Pyrazinamide resistance among South African multi-drug resistant Mycobacterium tuberculosis isolates

The Gade Institute, Section of Microbiology and Immunology, University of Bergen, N-5021, Bergen, Norway; Medical Research Council, Pretoria, South Africa; National Reference Laboratory for Mycobacteria, Norwegian Institute of Public Health, Oslo, Norway; Medicine in Need, MRC Building, Pretoria, South Africa; Department of Microbiology and Immunology, Haukeland University Hospital, N-5021, Bergen, Norway

^* To whom correspondence should be addressed. Email: Harleen.Grewal{at}Gades.uib.no.

	Abstract

Pyrazinamide is important in tuberculosis treatment, as it is bactericidal to semi-dormant mycobacteria not killed by other anti-tuberculosis drugs. Pyrazinamide is also one of the cornerstone drugs retained in the treatment of multi-drug resistant tuberculosis (MDR-TB). However, due to technical difficulties, routine drug susceptibility testing of Mycobacterium tuberculosis for pyrazinamide is in many laboratories not performed. The objective of our study was to generate information on pyrazinamide susceptibility among South African multi-drug resistant (MDR) and susceptible M. tuberculosis isolates from pulmonary tuberculosis patients.

Seventy-one MDR and 59 fully susceptible M. tuberculosis isolates collected during the national surveillance study (2001-2002, by the Medical Research Council, South Africa) were examined for pyrazinamide susceptibility by the radiometric BACTEC 460 TB system, pyrazinamidase activity (Wayne's assay) and sequencing of the pncA gene.
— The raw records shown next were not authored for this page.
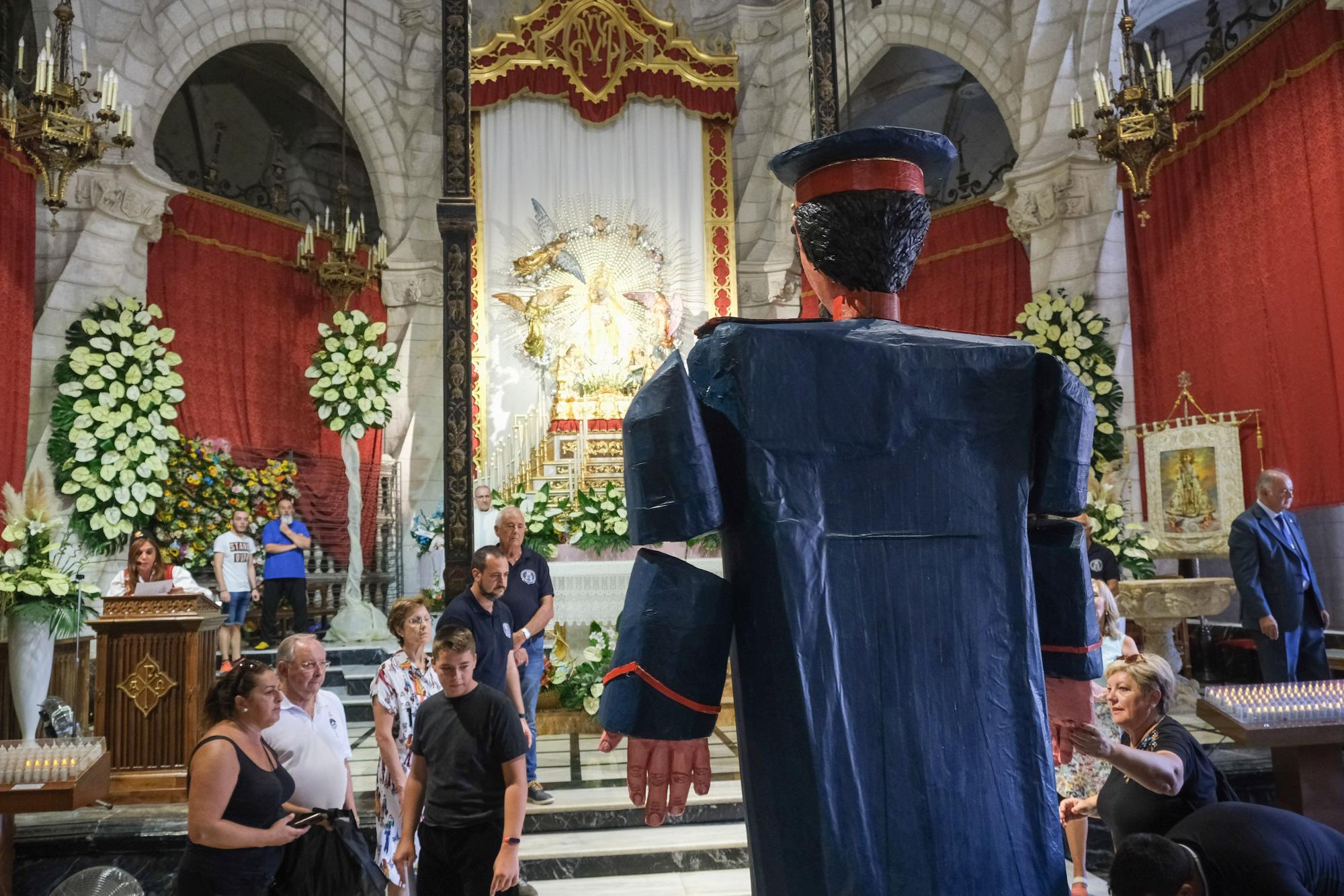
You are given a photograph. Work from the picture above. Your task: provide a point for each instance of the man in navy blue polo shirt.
(491, 624)
(532, 598)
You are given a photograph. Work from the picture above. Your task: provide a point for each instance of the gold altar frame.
(632, 44)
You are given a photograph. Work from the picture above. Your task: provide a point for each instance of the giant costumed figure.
(898, 608)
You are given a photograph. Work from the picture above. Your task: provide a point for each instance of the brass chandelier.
(52, 127)
(342, 273)
(1135, 123)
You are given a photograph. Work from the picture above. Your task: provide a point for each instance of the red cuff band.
(1050, 648)
(662, 688)
(861, 174)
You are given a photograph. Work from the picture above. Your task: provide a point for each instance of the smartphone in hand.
(308, 820)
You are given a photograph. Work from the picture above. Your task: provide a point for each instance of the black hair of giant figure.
(1151, 866)
(865, 238)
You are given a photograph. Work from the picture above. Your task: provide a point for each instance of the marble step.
(736, 882)
(636, 851)
(611, 809)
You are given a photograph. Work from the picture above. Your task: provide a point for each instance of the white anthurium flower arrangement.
(577, 675)
(41, 580)
(355, 379)
(355, 375)
(112, 421)
(1070, 330)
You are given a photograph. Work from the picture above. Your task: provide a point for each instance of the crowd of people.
(272, 800)
(271, 793)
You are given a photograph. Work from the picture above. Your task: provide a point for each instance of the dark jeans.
(272, 593)
(193, 883)
(459, 862)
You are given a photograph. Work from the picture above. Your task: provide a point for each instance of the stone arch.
(978, 45)
(304, 34)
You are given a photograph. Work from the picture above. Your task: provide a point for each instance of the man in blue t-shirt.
(287, 580)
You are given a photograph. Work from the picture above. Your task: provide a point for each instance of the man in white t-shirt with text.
(236, 573)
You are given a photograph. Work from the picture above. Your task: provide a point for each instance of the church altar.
(595, 590)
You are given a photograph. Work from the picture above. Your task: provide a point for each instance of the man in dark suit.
(1282, 598)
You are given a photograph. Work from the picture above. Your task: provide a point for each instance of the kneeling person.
(470, 777)
(1233, 850)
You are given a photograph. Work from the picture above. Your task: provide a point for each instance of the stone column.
(99, 249)
(1069, 216)
(458, 226)
(415, 299)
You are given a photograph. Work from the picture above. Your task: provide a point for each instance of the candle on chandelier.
(1100, 88)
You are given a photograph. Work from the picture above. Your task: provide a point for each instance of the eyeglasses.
(241, 670)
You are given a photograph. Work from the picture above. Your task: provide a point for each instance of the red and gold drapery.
(974, 276)
(596, 56)
(247, 324)
(1237, 271)
(18, 251)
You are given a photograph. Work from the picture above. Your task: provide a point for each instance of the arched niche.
(17, 21)
(920, 88)
(252, 124)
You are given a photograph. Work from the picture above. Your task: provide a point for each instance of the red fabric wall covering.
(972, 276)
(247, 328)
(18, 249)
(1238, 276)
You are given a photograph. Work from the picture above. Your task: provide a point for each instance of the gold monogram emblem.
(147, 684)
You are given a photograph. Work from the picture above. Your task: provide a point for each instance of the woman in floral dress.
(403, 684)
(1085, 776)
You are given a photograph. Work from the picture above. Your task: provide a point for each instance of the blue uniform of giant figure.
(872, 483)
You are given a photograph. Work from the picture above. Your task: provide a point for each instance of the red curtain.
(18, 251)
(972, 276)
(247, 328)
(1238, 276)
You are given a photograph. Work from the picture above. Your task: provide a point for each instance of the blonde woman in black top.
(236, 792)
(1159, 772)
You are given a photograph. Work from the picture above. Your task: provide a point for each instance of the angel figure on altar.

The frequency of pyrazinamide resistance (by BACTEC) among the MDR M. tuberculosis isolates was 37 of 71 (52.1%) and 6 of 59 (10.2%) among fully sensitive isolates. A total of 25 unique mutations in the pncA gene were detected. The majority of these were point mutations that resulted in amino acid substitutions. Twenty-eight isolates had identical mutations in the pncA gene, but could be differentiated from each other by a combination of spoligotype pattern and 12 MIRU loci.

A high proportion of South African MDR M. tuberculosis isolates were resistant to pyrazinamide, suggesting a reconsideration of its role in patients treated previously for tuberculosis as well as the treatment of MDR-TB.